Myth #1: Coding is Only for Certain People
This is certainly not true. Anyone who is willing to put in the effort and discipline to learn coding is capable of coding. A common misconception is that only those who are logically inclined are able to code.
However, logical skills are something that can be learned over time by recognizing patterns and applying oneself to different problems. As one gets better at coding, their logical skills will progress naturally.
Learning to code is like any other subject in school that requires hard work: it’s important to build from the ground up. A student shouldn’t expect to be an expert coder in a short amount of time. Juni provides the foundations for any student to improve their coding skills by starting with introductory programming courses and slowly progressing through topics before engaging in more complex, comprehensive projects.
Our Scratch courses (Scratch Level 1 and Scratch Level 2) are gateway courses used to spur beginning coders' interests in coding, as well as to lay down the stepping stones of coding success. These courses stray away from the conventional scripting languages and encourage the use of blocks, which are grouped together to create functional programs with visual outputs.

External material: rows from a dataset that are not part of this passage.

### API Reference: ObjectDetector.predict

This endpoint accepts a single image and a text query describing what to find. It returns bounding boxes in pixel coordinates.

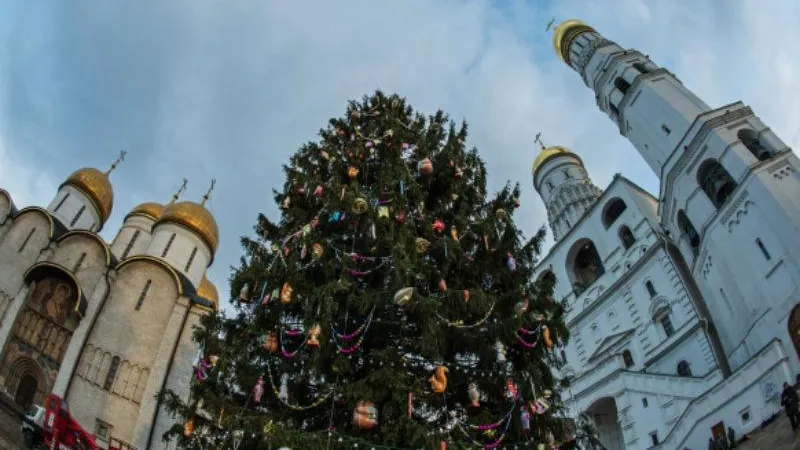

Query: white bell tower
[553,20,800,370]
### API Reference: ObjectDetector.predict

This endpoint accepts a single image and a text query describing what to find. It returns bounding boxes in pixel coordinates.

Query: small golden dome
[62,167,114,223]
[126,202,164,220]
[197,275,219,309]
[531,145,573,175]
[154,202,219,257]
[553,19,594,64]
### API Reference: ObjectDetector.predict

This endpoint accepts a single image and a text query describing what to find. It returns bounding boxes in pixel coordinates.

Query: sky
[0,0,800,312]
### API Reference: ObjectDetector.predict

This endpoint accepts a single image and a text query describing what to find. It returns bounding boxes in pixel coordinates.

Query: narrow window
[644,280,657,298]
[661,315,675,337]
[614,77,631,95]
[161,233,175,258]
[19,228,36,253]
[69,205,86,227]
[183,247,197,272]
[53,192,69,212]
[756,238,772,261]
[622,350,633,369]
[120,230,141,259]
[103,356,119,391]
[72,252,86,273]
[136,280,151,311]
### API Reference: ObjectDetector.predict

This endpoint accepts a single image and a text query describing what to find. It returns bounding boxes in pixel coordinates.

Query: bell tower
[553,20,800,370]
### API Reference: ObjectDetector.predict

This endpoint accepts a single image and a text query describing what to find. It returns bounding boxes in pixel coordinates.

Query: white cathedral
[533,20,800,450]
[0,158,219,450]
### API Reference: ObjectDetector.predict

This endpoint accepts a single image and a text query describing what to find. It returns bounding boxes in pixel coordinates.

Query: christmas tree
[163,92,580,449]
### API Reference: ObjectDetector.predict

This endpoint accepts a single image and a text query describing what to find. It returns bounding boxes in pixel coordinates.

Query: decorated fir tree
[164,92,568,450]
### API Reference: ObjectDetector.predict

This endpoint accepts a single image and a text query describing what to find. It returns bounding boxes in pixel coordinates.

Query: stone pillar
[53,277,114,400]
[152,306,207,449]
[129,296,189,450]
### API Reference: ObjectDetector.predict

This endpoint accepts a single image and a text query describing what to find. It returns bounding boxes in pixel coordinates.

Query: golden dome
[531,145,573,175]
[553,19,594,64]
[126,202,164,220]
[197,275,219,309]
[155,202,219,257]
[62,167,114,223]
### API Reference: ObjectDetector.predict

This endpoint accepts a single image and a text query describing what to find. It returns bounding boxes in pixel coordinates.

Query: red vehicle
[42,394,100,450]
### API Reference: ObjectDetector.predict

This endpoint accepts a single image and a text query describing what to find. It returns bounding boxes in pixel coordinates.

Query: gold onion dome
[154,202,219,257]
[128,202,164,220]
[553,19,594,64]
[531,145,573,175]
[62,167,114,223]
[197,275,219,309]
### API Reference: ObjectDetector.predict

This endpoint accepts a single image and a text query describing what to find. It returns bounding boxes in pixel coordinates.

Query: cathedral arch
[697,159,737,209]
[736,128,775,161]
[566,238,605,295]
[617,225,636,250]
[602,197,628,230]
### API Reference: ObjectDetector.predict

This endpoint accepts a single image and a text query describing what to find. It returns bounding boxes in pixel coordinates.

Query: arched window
[619,225,636,250]
[678,360,692,377]
[622,350,633,369]
[678,209,700,256]
[644,280,657,298]
[614,77,631,95]
[103,356,120,391]
[603,197,628,229]
[697,159,736,208]
[736,128,775,161]
[567,239,605,295]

It’s also important to note that coding is an achievable skill for any age group. From kindergarten and high school to college and adulthood, there are always opportunities to become a good programmer or branch into different programming languages. Juni provides a variety of courses for all ages, which covers a vast range of languages and concepts. This includes courses in Python, which engages students via fun projects to learn about coding fundamentals and build on underlying knowledge.
Myth #2: Coding Takes a Lot of Time
Learning how to code intricate projects and becoming an experience programmer, of course, takes a lot of time. However, once someone has a grasp of foundational skills, the actual process of creating a script may not take long. .

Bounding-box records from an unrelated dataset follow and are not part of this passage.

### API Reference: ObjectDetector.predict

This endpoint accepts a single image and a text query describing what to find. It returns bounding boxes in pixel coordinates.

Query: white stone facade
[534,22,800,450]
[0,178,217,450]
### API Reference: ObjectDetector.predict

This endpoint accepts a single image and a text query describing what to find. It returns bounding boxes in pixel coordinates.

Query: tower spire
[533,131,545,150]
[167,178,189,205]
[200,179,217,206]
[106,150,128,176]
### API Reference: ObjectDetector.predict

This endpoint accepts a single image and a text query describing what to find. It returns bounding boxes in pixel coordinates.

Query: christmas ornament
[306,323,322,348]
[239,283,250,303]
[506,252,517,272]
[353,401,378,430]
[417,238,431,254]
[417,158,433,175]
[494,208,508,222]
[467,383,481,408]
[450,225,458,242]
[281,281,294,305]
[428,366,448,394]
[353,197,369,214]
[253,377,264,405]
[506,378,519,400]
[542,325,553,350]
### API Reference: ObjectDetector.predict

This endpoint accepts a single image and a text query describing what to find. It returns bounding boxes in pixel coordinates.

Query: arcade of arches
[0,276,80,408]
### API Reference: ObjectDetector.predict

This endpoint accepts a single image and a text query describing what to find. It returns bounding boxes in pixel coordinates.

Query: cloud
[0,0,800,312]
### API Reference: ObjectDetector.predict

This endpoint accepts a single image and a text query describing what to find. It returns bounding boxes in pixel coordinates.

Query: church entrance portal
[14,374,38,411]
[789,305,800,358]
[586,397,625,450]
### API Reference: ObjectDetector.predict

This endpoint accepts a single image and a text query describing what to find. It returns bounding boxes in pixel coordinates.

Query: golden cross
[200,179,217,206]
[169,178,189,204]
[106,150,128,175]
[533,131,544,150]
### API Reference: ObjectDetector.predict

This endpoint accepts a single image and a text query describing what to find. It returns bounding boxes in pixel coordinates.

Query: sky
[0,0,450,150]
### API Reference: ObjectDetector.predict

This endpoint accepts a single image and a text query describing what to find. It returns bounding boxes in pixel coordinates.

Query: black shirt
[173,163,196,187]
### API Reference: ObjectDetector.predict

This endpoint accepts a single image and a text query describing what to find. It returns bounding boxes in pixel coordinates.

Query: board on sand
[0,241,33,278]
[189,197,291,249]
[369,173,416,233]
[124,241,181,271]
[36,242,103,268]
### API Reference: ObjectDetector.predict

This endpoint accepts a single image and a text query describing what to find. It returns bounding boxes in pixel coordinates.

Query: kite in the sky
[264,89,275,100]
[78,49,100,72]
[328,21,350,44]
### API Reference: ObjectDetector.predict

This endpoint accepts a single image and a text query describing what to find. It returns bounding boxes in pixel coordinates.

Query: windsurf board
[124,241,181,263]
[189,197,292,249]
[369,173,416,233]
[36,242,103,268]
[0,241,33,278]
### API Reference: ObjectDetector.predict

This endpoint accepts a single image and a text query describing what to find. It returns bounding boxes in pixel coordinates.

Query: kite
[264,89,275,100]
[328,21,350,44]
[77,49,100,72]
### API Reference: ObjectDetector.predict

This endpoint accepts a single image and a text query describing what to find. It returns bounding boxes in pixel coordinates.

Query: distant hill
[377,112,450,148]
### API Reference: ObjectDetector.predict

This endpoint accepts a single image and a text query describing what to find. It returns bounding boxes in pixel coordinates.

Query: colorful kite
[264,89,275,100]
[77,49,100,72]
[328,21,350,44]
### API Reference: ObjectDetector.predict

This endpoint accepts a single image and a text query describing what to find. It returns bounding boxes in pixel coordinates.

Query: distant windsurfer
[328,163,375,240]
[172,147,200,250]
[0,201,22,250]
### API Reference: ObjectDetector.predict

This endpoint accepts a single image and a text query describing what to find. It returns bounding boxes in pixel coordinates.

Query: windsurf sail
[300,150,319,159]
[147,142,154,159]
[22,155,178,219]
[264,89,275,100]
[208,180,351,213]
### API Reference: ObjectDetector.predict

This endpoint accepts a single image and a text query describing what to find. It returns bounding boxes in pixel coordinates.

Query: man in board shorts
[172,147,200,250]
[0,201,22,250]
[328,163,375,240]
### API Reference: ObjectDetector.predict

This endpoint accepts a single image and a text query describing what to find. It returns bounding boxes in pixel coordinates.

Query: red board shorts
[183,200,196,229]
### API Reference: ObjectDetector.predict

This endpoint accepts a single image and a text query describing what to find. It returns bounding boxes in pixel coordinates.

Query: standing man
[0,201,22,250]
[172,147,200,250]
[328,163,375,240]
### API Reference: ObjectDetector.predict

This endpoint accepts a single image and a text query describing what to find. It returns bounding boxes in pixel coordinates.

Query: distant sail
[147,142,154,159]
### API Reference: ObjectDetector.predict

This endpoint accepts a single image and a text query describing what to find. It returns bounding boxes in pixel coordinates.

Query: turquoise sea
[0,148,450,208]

Some programs may take fifteen minutes to write, while others may take days to flesh out conceptually and later translate into a working script. Nonetheless, it’s frivolous to say that all coding takes a lot of time.
In reality, Computer Scientists spend a larger portion of time planning, debugging, and optimizing code rather than writing it. Remember, systems are dynamic. In order for software to keep up with evolving technologies, their underlying scripts always need to be updated to match people’s needs. As such, updating code for certain software and adding new features can take a lot of time, as well.

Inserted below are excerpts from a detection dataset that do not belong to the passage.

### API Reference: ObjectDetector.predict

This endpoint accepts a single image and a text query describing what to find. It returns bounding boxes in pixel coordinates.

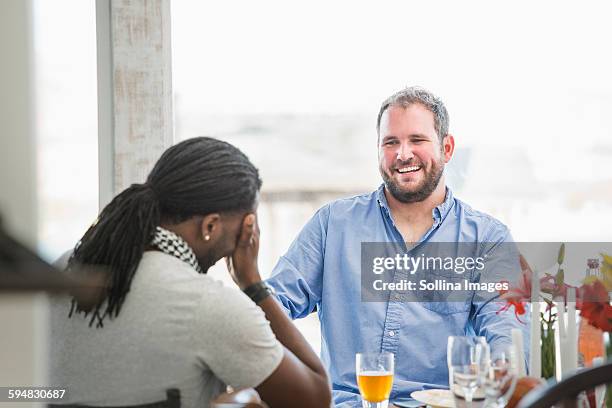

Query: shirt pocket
[419,301,470,315]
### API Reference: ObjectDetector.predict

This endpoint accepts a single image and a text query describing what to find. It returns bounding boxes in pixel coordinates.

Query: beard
[380,160,444,203]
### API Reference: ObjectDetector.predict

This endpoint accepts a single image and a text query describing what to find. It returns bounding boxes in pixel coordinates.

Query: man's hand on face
[226,214,262,290]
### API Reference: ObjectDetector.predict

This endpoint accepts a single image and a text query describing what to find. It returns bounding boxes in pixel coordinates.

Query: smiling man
[268,87,529,407]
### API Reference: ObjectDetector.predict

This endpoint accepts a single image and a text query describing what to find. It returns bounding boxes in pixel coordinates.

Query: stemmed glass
[484,346,518,408]
[447,336,490,406]
[355,352,395,408]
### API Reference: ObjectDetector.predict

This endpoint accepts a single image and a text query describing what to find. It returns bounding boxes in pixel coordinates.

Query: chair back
[48,388,181,408]
[210,388,268,408]
[518,361,612,408]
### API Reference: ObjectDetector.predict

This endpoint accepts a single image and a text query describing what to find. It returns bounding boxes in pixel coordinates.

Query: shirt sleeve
[267,206,329,319]
[472,226,530,368]
[193,285,284,388]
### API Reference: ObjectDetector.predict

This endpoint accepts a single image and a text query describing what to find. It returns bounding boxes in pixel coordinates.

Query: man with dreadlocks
[50,137,331,408]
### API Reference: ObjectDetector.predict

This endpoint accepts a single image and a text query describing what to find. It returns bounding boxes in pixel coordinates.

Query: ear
[442,133,455,163]
[198,213,221,241]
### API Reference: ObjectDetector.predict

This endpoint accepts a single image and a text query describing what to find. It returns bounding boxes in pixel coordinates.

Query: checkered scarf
[151,227,204,273]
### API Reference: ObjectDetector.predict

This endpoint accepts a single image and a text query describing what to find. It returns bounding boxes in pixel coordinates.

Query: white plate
[410,390,455,408]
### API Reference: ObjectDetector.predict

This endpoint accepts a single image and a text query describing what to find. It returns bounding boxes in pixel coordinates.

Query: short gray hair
[376,86,449,141]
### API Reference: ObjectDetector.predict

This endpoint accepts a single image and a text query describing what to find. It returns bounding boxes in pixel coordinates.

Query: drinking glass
[447,336,490,406]
[355,352,394,408]
[484,346,518,408]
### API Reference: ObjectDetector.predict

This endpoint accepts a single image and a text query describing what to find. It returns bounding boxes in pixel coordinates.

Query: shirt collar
[376,183,455,222]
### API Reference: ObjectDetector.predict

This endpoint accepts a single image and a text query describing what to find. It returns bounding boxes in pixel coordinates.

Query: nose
[397,143,414,162]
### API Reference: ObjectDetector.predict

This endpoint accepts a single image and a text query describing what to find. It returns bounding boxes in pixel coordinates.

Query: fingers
[238,214,257,245]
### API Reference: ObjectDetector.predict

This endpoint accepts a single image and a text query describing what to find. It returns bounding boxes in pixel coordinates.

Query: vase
[540,322,555,380]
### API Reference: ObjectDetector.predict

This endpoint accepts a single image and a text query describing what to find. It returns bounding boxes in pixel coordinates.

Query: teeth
[397,166,421,173]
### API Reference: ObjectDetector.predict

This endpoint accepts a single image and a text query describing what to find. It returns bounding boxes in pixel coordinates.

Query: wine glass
[484,346,518,408]
[447,336,490,406]
[355,352,394,408]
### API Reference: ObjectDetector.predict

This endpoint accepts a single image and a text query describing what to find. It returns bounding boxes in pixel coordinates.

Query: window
[33,0,98,261]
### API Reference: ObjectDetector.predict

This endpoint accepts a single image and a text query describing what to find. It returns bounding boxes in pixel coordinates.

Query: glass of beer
[356,352,394,408]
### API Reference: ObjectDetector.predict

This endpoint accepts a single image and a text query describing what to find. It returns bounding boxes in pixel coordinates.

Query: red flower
[497,255,532,323]
[577,280,612,332]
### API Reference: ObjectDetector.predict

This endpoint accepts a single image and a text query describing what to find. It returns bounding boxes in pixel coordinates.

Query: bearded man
[268,87,529,407]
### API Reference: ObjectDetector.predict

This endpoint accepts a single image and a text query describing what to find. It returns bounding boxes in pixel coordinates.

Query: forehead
[380,103,436,136]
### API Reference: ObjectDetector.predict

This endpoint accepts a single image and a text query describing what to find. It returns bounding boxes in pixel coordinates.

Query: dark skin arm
[230,214,331,408]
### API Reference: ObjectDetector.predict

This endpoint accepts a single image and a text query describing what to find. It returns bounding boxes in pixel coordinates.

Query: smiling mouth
[395,166,421,174]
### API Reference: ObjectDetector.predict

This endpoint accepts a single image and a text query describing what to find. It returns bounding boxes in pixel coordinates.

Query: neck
[385,176,446,224]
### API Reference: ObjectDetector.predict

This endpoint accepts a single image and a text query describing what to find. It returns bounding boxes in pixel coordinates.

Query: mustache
[391,159,425,170]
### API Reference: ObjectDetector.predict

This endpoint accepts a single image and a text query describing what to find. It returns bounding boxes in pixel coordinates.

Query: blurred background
[33,0,612,349]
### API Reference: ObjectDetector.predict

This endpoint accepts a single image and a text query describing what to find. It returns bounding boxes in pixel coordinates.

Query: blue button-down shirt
[268,185,529,407]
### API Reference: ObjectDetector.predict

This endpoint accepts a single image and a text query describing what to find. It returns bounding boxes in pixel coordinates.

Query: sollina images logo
[361,243,520,302]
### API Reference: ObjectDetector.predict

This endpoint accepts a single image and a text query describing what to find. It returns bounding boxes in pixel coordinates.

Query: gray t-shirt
[50,251,283,408]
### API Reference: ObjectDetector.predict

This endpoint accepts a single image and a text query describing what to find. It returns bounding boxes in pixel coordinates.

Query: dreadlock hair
[67,137,261,327]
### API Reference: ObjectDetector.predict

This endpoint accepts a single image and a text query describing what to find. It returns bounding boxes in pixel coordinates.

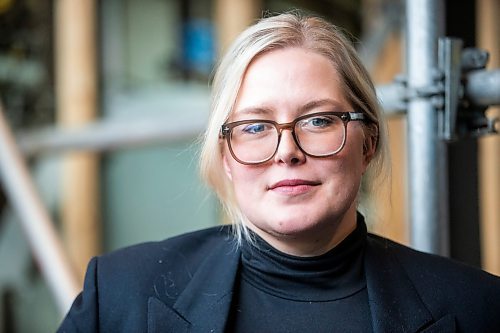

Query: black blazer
[58,226,500,333]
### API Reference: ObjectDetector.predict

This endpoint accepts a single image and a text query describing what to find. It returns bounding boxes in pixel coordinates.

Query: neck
[249,205,356,257]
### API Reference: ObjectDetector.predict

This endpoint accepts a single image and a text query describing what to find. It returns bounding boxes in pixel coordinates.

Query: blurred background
[0,0,500,333]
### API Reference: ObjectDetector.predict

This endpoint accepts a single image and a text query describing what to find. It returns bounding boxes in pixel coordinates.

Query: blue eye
[242,123,266,134]
[307,117,332,127]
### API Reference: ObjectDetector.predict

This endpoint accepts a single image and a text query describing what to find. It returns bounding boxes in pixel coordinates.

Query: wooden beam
[476,0,500,275]
[55,0,100,280]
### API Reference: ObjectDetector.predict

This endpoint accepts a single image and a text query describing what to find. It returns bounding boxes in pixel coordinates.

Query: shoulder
[96,225,233,278]
[368,234,500,318]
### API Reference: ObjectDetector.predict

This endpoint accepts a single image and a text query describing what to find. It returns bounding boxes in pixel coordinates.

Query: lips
[268,179,320,194]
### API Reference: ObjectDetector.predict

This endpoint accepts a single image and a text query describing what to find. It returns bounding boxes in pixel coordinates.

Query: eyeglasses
[221,112,367,165]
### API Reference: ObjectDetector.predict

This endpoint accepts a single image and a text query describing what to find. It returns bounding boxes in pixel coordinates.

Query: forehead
[233,48,348,115]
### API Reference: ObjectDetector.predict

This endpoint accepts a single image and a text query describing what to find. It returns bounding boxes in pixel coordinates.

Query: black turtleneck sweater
[226,216,372,333]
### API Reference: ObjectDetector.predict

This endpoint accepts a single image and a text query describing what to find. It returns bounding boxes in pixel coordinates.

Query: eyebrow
[233,98,345,115]
[300,98,346,112]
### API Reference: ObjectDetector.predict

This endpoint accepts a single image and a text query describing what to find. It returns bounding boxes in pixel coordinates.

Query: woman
[60,13,500,332]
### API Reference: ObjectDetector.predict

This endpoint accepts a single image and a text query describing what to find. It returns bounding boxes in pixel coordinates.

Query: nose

Operating systems are a good example of this concept. Every time a computer reboots in order to install updates or new features, software developers have optimized the previous version in order to fix certain bugs found by users or add more features in order to enhance the user experience. Paying attention to the new features that are outlined prior to an update process can help determine what the system is trying to do.
Another example of this lies in web development. Depending on the content, websites have to be updated with new content and features in order to achieve their goal. Web developers are responsible for implementing and debugging these features in order to keep their customers engaged and satisfied with the web content. This does not mean that the web developer creates a brand new website; they simply improve what already existed.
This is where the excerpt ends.